Total cellular proteins from CGN were extracted by using a 50 mM Tris/HCl lysis buffer containing 1% Triton X-100 and 10 mM EDTA. After centrifugation (12 000 g, 15 min, 4°C), the proteins contained in the supernatant were precipitated by addition of ice-cold 10% TCA, and washed three times with alcohol/ether (70/30) solution. Proteins were denatured (100°C, 5 min) in 50 mM Tris/HCl (pH 7.5) containing 20% (v/v) glycerol, 0.7 M 2-mercaptoethanol, 0.004% (w/v) bromophenol blue and 3% (w/v) SDS, electrophorezed on a 10% SDS–polyacrylamide gel and electrically transferred onto a nitrocellulose membrane (Amersham, Les Ulis, France). The membrane was incubated with the blocking solution (4% milk in 50 mM Tris saline buffer containing 0.05% Tween 20) at 25°C for 1 h, and revealed with antibodies against α-tubulin (Promega) or antibodies against the phosphorylated and total forms of ERK (Santa Cruz Biotechnology, Santa Cruz, CA, USA), using a chemiluminescence detection kit (ECL System; Amersham). Signals on autoradiographic films were quantified using an image analysis system (Samba Technologies, Châtillon, France).
Quantitative PCR analysis
Previous data have shown that, in CGN, factors acting through the MAPK pathway exert similar effects on Bcl-2 and Bax gene expression on the one hand and the corresponding protein levels on the other hand (Falluel-Morel et al. 2004; Aubert et al. 2008). Thus, the effect of ODN on Bax and Bcl-2 mRNA levels was performed by quantitative RT-PCR. Total RNA was isolated from CGN using the NucleoSpin kit (Macherey-Nagel, Hoerd, France) and 3–4 μg were used for cDNA synthesis using ImProm II Promega kit (Promega). PCR amplifications were performed with an ABI PRISM 7500 Sequence Detection System (Applied Biosystems, Courtaboeuf, France) using 5 ng cDNA, 1X Fast SYBR Green universal PCR Mastermix (Applied Biosystems) and 300 nM forward (TGCAGAGGATGATTGCTGATGT) and reverse (CAGCTGCCACACGGAAGAA) Bax primers or forward (GGCTGGGATGCCTTTGTG) and reverse (CAGCCAGGAGAAATCAAACAGA) Bcl-2 primers, under standard running conditions as suggested by the manufacturer. The amount of cDNA in each sample was calculated by the comparative quantification cycle (Cq) method and expressed as 2exp(−ΔΔCq) using glyceraldehyde-3-phosphate dehydrogenase as an internal control.

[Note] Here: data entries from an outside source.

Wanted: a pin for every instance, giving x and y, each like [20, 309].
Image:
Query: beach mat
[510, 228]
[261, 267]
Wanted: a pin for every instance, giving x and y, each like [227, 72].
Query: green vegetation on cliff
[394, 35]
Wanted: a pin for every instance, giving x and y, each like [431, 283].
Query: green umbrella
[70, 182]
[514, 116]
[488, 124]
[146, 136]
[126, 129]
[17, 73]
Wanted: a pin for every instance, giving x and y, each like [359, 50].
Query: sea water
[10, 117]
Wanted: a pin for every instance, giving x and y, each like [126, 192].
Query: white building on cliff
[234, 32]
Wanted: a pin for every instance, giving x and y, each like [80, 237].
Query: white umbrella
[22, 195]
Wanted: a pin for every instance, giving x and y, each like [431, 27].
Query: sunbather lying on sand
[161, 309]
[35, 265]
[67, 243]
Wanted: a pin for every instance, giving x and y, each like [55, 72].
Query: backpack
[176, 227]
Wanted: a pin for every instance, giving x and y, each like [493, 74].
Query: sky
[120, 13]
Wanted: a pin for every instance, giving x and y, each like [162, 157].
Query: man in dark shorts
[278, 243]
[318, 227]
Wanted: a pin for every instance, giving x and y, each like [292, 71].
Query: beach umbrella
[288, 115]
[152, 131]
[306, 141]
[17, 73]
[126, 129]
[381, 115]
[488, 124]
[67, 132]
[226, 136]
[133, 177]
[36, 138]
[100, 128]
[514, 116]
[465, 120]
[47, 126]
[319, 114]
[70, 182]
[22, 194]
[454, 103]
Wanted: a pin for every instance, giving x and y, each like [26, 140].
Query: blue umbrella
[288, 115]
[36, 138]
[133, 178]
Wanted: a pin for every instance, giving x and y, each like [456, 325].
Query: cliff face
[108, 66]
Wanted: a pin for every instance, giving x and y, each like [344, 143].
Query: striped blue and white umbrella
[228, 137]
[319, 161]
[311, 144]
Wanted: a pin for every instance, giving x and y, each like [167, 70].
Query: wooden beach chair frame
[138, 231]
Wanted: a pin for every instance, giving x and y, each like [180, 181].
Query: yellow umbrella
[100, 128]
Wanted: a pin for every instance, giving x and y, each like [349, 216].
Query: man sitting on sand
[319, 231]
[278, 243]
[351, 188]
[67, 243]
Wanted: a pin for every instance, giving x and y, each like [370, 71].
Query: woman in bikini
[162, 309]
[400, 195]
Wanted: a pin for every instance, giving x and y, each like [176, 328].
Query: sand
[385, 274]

The effect of ODN on 6-OHDA-induced ROS formation was performed by measuring the fluorescence of DCF. At the end of the experiments, CGN were incubated for 30 min in fresh medium containing 10 μM CM-H2DCFDA and then washed twice with PBS. DCF fluorescence (λ excitation = 485 nm and λ emission = 538 nm) was measured with a FL800TBI fluorescence microplate reader.

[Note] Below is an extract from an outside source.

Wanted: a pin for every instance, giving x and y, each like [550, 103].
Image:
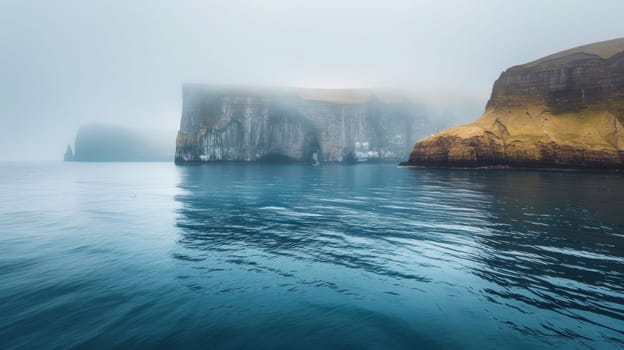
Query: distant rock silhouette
[69, 154]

The effect of ODN on 6-OHDA-induced decrease of reduced glutathione, which represents the majority of intracellular free thiols in cells, was measured by using the VitaBright-48 dye (Chemometec A/S, Allerød, Denmark). At the end of the experiments, CGN were detached by trypsination and the cell suspension was mixed with the vitaBright-48 probe. Stained cells were immediately loaded into NC-Slide A8™ (Chemometec A/S, Allerød, Denmark). Fluorescence intensity (λ excitation = 360 nm and λ emission = 485 nm) was measured with a NucleoCounter NC-3000™ (Chemometec A/S).
The effect of ODN on 6-OHDA-induced decrease of mitochondrial membrane potential was measured by using the JC-1 probe. At the end of the experiments, CGN were incubated for 15 min with the JC-1 probe (7.5 μg/mL) and then washed with PBS. Fluorescence intensity was measured with a FL800TBI fluorescence microplate reader and expressed as a ratio of the fluorescence emission at 590 nm (orange, intact mitochondrial membrane potential) versus 530 nm (green, collapsed mitochondrial membrane potential). Images were acquired with an eclipse E-600 microscope (Nikon, Champigny-sur-Marne, France) equipped with a 3 CCD Sony DXC950 camera interfaced with the Visiolab computerized program (Biocom, Les Ulis, France).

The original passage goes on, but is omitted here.